Dunkler Schnee (German Edition)
„Danke.“
„So“, Adam drückt Marisa auf einen Stuhl und setzt sich daneben, „schreib bitte den Namen dieses Mannes auf. Als Erstes müssen wir herausfinden, wo er sich einquartiert hat.“
„Wie sollen wir das anstellen? Halifax ist zwar keine riesengroße Stadt, aber groß genug, um sich zu verstecken.“
„Wenn Georg wegen Geld hinter dir her ist, wird er sich ein kleines Hotel oder ein Bed and Breakfast gesucht haben, weil er sich nichts anderes leisten kann, richtig?“ Marisa nickt.
„Du kennst doch David – David ist Geschäftsführer des Casinos und kennt alle Hotelmanager in der Stadt. Die wiederum haben einen guten Überblick über die privaten Unterkünfte. Jetzt im Winter ist nicht viel los mit Touristen, es dürfte nicht allzu schwer sein, den Mann zu finden.

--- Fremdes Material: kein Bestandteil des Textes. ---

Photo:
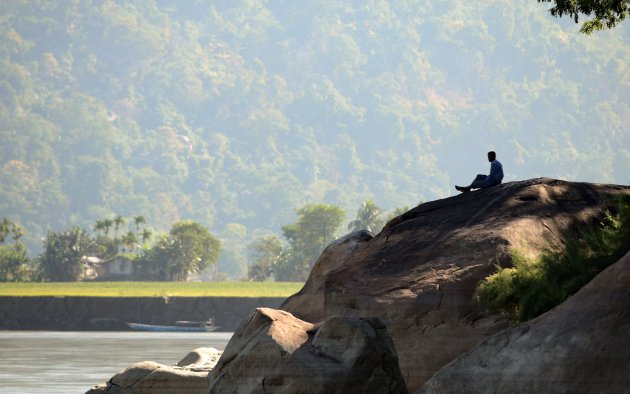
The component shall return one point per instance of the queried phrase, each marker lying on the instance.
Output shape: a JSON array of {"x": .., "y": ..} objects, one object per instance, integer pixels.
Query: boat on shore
[{"x": 179, "y": 326}]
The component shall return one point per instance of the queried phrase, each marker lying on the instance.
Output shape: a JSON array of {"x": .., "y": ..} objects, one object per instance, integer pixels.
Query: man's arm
[{"x": 496, "y": 174}]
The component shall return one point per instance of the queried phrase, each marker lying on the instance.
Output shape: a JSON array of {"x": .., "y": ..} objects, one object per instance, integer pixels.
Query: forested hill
[{"x": 234, "y": 113}]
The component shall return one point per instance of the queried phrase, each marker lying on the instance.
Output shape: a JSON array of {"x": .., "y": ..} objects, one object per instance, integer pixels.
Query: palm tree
[
  {"x": 146, "y": 234},
  {"x": 107, "y": 223},
  {"x": 99, "y": 226},
  {"x": 118, "y": 221},
  {"x": 368, "y": 218},
  {"x": 129, "y": 240}
]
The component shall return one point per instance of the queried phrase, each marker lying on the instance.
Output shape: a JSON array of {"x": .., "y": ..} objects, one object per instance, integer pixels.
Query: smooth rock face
[
  {"x": 419, "y": 274},
  {"x": 581, "y": 346},
  {"x": 189, "y": 376},
  {"x": 274, "y": 352}
]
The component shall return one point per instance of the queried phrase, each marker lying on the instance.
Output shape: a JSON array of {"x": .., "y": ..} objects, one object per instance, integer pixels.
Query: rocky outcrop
[
  {"x": 581, "y": 346},
  {"x": 274, "y": 352},
  {"x": 419, "y": 274},
  {"x": 189, "y": 376}
]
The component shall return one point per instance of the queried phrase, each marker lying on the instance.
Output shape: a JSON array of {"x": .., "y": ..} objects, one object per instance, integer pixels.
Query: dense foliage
[
  {"x": 233, "y": 114},
  {"x": 606, "y": 13},
  {"x": 530, "y": 288},
  {"x": 61, "y": 259},
  {"x": 13, "y": 258},
  {"x": 189, "y": 248}
]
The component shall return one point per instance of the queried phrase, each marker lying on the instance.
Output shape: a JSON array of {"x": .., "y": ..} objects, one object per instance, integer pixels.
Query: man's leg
[
  {"x": 480, "y": 182},
  {"x": 466, "y": 189}
]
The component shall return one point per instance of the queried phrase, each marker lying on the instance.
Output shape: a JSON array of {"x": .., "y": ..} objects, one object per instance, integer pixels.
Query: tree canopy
[{"x": 232, "y": 114}]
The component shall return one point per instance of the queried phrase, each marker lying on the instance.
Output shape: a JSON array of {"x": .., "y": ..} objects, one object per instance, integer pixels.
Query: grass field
[{"x": 151, "y": 289}]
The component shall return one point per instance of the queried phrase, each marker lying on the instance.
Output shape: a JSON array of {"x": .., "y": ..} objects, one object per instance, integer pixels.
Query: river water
[{"x": 72, "y": 362}]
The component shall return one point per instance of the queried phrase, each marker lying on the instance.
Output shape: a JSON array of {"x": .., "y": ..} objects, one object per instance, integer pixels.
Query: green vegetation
[
  {"x": 530, "y": 288},
  {"x": 13, "y": 258},
  {"x": 235, "y": 114},
  {"x": 316, "y": 227},
  {"x": 369, "y": 217},
  {"x": 151, "y": 289},
  {"x": 606, "y": 13},
  {"x": 189, "y": 248}
]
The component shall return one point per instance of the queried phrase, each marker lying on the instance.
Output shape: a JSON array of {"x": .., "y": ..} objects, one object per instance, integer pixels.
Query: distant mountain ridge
[{"x": 235, "y": 114}]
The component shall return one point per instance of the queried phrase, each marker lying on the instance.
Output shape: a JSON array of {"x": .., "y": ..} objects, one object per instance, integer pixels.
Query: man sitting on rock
[{"x": 484, "y": 181}]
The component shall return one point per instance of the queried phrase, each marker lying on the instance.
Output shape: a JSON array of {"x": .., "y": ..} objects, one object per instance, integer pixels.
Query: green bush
[{"x": 530, "y": 288}]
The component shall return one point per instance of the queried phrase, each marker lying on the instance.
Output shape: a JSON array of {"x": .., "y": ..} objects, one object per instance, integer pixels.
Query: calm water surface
[{"x": 72, "y": 362}]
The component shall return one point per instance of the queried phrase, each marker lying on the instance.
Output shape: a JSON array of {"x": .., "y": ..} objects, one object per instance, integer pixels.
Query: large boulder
[
  {"x": 188, "y": 376},
  {"x": 419, "y": 273},
  {"x": 274, "y": 352},
  {"x": 581, "y": 346}
]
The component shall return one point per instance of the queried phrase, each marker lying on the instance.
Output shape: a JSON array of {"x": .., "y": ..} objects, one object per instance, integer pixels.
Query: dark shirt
[{"x": 496, "y": 172}]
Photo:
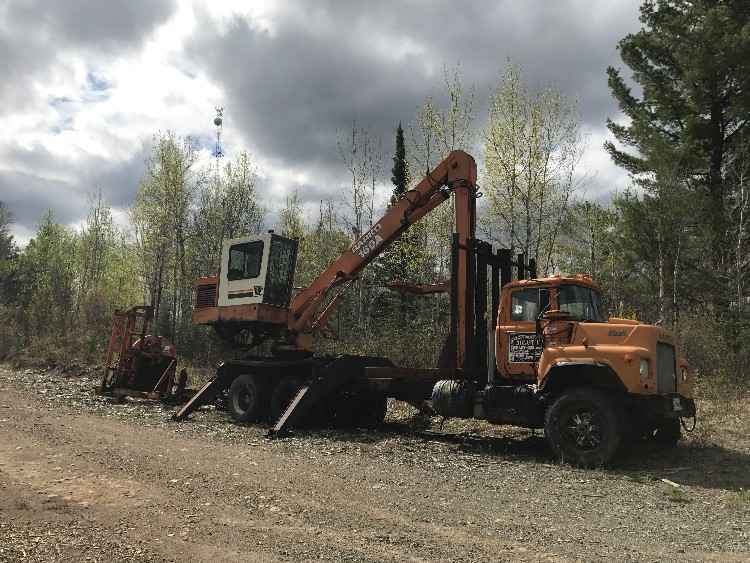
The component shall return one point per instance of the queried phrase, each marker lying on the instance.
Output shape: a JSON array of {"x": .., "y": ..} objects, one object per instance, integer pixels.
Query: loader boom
[{"x": 457, "y": 174}]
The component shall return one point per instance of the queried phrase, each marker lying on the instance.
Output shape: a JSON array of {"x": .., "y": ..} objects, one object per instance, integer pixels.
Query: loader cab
[{"x": 257, "y": 270}]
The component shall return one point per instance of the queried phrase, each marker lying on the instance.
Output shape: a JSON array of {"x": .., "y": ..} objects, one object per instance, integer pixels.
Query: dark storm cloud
[
  {"x": 36, "y": 181},
  {"x": 325, "y": 64},
  {"x": 37, "y": 37}
]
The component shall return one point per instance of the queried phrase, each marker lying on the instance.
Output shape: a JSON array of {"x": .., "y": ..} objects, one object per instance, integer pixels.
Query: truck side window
[
  {"x": 527, "y": 303},
  {"x": 524, "y": 305},
  {"x": 245, "y": 260}
]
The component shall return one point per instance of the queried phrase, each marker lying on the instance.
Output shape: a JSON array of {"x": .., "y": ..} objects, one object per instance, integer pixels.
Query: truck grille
[
  {"x": 666, "y": 375},
  {"x": 205, "y": 296}
]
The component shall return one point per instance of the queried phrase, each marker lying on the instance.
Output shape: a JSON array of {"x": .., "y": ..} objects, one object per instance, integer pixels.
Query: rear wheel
[
  {"x": 583, "y": 428},
  {"x": 247, "y": 398}
]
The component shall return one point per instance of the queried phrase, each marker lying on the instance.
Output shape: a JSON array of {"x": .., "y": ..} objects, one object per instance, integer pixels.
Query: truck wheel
[
  {"x": 583, "y": 427},
  {"x": 247, "y": 398},
  {"x": 667, "y": 433},
  {"x": 453, "y": 398},
  {"x": 283, "y": 393}
]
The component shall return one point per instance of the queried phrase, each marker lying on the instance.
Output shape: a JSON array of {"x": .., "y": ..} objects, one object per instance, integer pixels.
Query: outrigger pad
[
  {"x": 205, "y": 394},
  {"x": 327, "y": 379}
]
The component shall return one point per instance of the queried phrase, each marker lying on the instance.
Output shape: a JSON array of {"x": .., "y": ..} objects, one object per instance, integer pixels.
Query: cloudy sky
[{"x": 86, "y": 84}]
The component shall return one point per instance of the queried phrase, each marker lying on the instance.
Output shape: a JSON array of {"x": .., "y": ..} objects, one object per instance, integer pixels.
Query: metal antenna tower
[{"x": 218, "y": 122}]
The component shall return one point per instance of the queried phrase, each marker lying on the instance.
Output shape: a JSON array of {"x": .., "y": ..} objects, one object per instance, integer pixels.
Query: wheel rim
[
  {"x": 583, "y": 429},
  {"x": 243, "y": 399}
]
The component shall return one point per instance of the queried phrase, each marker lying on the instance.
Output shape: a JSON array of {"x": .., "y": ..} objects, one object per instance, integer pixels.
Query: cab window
[
  {"x": 527, "y": 303},
  {"x": 245, "y": 260}
]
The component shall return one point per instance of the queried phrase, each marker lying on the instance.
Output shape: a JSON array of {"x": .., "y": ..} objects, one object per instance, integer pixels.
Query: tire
[
  {"x": 583, "y": 427},
  {"x": 667, "y": 433},
  {"x": 247, "y": 399},
  {"x": 283, "y": 393},
  {"x": 453, "y": 398}
]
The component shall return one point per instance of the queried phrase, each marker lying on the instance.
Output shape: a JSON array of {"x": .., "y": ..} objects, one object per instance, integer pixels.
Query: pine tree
[
  {"x": 400, "y": 171},
  {"x": 692, "y": 60}
]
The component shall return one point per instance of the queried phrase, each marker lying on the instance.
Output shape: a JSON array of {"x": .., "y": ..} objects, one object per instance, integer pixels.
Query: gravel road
[{"x": 83, "y": 479}]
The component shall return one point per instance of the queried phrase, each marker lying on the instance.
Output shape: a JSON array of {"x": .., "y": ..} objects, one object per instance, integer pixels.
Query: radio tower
[{"x": 218, "y": 151}]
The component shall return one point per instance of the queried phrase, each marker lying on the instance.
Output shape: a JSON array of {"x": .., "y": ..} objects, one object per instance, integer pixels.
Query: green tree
[
  {"x": 691, "y": 59},
  {"x": 7, "y": 246},
  {"x": 227, "y": 207},
  {"x": 400, "y": 170},
  {"x": 160, "y": 217}
]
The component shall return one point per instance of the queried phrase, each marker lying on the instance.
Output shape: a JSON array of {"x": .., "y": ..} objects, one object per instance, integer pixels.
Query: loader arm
[{"x": 457, "y": 174}]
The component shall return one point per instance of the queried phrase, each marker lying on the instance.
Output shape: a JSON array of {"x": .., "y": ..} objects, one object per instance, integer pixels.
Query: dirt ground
[{"x": 82, "y": 479}]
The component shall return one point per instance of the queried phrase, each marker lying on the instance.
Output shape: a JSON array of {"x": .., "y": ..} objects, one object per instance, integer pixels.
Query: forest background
[{"x": 671, "y": 249}]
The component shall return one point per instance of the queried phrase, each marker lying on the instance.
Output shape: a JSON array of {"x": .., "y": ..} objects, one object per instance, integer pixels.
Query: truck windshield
[{"x": 583, "y": 303}]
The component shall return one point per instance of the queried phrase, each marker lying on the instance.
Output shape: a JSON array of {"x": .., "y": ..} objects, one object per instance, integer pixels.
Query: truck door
[{"x": 517, "y": 345}]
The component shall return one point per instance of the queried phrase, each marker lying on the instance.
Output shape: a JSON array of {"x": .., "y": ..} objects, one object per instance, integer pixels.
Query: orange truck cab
[{"x": 593, "y": 383}]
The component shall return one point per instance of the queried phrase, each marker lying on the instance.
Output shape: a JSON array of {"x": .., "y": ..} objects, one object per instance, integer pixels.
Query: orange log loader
[{"x": 535, "y": 353}]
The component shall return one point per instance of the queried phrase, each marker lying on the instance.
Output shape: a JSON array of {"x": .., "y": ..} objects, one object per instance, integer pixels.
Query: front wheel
[
  {"x": 247, "y": 398},
  {"x": 583, "y": 428}
]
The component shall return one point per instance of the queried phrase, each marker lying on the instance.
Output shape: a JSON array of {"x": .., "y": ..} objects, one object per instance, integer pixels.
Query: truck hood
[{"x": 621, "y": 332}]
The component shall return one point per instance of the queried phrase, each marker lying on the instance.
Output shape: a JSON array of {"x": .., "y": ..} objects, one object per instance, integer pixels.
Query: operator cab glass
[
  {"x": 581, "y": 302},
  {"x": 526, "y": 304},
  {"x": 245, "y": 260},
  {"x": 281, "y": 262}
]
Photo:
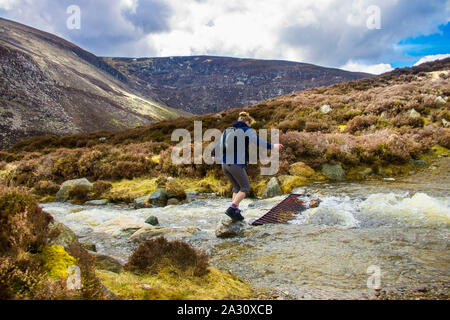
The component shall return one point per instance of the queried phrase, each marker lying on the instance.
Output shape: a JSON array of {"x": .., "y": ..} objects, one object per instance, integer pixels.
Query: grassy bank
[{"x": 379, "y": 127}]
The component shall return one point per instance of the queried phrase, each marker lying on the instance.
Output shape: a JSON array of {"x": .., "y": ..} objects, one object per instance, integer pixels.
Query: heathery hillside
[
  {"x": 205, "y": 84},
  {"x": 380, "y": 127},
  {"x": 50, "y": 86}
]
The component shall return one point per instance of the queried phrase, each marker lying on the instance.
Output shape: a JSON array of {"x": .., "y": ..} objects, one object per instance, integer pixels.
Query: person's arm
[{"x": 253, "y": 138}]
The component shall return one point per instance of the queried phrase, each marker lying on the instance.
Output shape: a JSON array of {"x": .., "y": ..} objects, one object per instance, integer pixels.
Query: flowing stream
[{"x": 400, "y": 227}]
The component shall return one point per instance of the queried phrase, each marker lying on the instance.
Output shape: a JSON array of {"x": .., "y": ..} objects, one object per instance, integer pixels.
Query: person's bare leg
[{"x": 238, "y": 199}]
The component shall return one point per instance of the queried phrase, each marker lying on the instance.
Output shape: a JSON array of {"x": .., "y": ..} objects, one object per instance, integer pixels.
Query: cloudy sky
[{"x": 359, "y": 35}]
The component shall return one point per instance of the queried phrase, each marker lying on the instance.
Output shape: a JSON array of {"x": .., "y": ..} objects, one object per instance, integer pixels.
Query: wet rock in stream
[{"x": 229, "y": 229}]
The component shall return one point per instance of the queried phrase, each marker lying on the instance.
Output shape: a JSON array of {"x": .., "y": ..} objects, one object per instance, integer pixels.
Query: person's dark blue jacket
[{"x": 250, "y": 137}]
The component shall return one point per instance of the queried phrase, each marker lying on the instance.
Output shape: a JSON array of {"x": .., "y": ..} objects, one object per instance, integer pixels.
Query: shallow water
[{"x": 400, "y": 227}]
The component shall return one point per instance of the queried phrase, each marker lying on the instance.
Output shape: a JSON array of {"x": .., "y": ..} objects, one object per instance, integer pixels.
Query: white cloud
[
  {"x": 373, "y": 69},
  {"x": 326, "y": 32},
  {"x": 7, "y": 4},
  {"x": 432, "y": 58}
]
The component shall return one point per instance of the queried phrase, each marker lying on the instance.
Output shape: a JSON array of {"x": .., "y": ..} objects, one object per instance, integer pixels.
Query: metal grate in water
[{"x": 284, "y": 211}]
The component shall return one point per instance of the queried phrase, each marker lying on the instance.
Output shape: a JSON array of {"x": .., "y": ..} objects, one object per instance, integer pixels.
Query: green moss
[
  {"x": 392, "y": 170},
  {"x": 57, "y": 261},
  {"x": 47, "y": 199},
  {"x": 128, "y": 190},
  {"x": 439, "y": 150},
  {"x": 359, "y": 173},
  {"x": 288, "y": 183},
  {"x": 210, "y": 184},
  {"x": 170, "y": 284}
]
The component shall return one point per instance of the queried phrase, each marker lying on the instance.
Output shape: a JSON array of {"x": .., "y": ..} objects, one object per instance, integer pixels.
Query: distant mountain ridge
[
  {"x": 49, "y": 86},
  {"x": 206, "y": 84}
]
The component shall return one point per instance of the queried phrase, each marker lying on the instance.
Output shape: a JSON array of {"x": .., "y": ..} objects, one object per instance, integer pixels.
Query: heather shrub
[
  {"x": 153, "y": 256},
  {"x": 129, "y": 170},
  {"x": 318, "y": 125},
  {"x": 405, "y": 120},
  {"x": 27, "y": 270},
  {"x": 90, "y": 164},
  {"x": 24, "y": 226}
]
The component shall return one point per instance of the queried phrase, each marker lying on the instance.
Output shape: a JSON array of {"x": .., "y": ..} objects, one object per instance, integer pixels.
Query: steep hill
[
  {"x": 382, "y": 127},
  {"x": 205, "y": 84},
  {"x": 50, "y": 86}
]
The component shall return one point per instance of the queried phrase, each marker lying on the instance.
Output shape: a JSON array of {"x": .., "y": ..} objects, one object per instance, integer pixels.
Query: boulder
[
  {"x": 441, "y": 100},
  {"x": 121, "y": 225},
  {"x": 273, "y": 189},
  {"x": 229, "y": 229},
  {"x": 173, "y": 202},
  {"x": 325, "y": 109},
  {"x": 149, "y": 232},
  {"x": 94, "y": 203},
  {"x": 414, "y": 114},
  {"x": 142, "y": 203},
  {"x": 333, "y": 172},
  {"x": 89, "y": 246},
  {"x": 175, "y": 190},
  {"x": 301, "y": 169},
  {"x": 159, "y": 198},
  {"x": 152, "y": 220},
  {"x": 65, "y": 237},
  {"x": 66, "y": 187},
  {"x": 103, "y": 262}
]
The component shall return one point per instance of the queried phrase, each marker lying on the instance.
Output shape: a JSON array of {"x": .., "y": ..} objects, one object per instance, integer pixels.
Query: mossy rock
[
  {"x": 66, "y": 236},
  {"x": 159, "y": 198},
  {"x": 103, "y": 262},
  {"x": 57, "y": 261},
  {"x": 273, "y": 189},
  {"x": 69, "y": 186},
  {"x": 334, "y": 172},
  {"x": 175, "y": 190},
  {"x": 392, "y": 170},
  {"x": 301, "y": 169},
  {"x": 359, "y": 173},
  {"x": 289, "y": 183}
]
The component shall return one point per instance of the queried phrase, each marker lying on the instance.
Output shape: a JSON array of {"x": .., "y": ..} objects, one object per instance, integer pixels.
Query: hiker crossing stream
[{"x": 324, "y": 252}]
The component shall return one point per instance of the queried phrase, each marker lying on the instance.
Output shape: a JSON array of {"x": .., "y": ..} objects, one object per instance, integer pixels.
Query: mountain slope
[
  {"x": 205, "y": 84},
  {"x": 50, "y": 86}
]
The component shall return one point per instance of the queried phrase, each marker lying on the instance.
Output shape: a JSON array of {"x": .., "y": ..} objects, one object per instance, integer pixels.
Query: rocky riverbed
[{"x": 400, "y": 228}]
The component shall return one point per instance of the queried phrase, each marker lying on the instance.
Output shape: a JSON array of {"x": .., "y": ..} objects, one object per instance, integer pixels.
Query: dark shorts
[{"x": 238, "y": 178}]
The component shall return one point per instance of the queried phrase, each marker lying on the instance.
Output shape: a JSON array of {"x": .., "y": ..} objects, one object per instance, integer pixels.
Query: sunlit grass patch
[
  {"x": 170, "y": 284},
  {"x": 128, "y": 190}
]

Alle Campingplätze sind geschlossen, das heißt, dort brauchen wir schon mal nicht zu suchen – wir werden ihn aufspüren!“
Adam verschwindet mit dem Telefon im Wohnzimmer, um seine Suchaktion zu starten. Marisa hört ihn mit David plaudern und dann Georgs Namen buchstabieren. Sie sucht in ihrer Handtasche nach dem Kalender, in dem auch die Telefondaten ihrer Freunde stehen. Schnell findet sie die Nummer ihrer Ex-Kollegin Elke.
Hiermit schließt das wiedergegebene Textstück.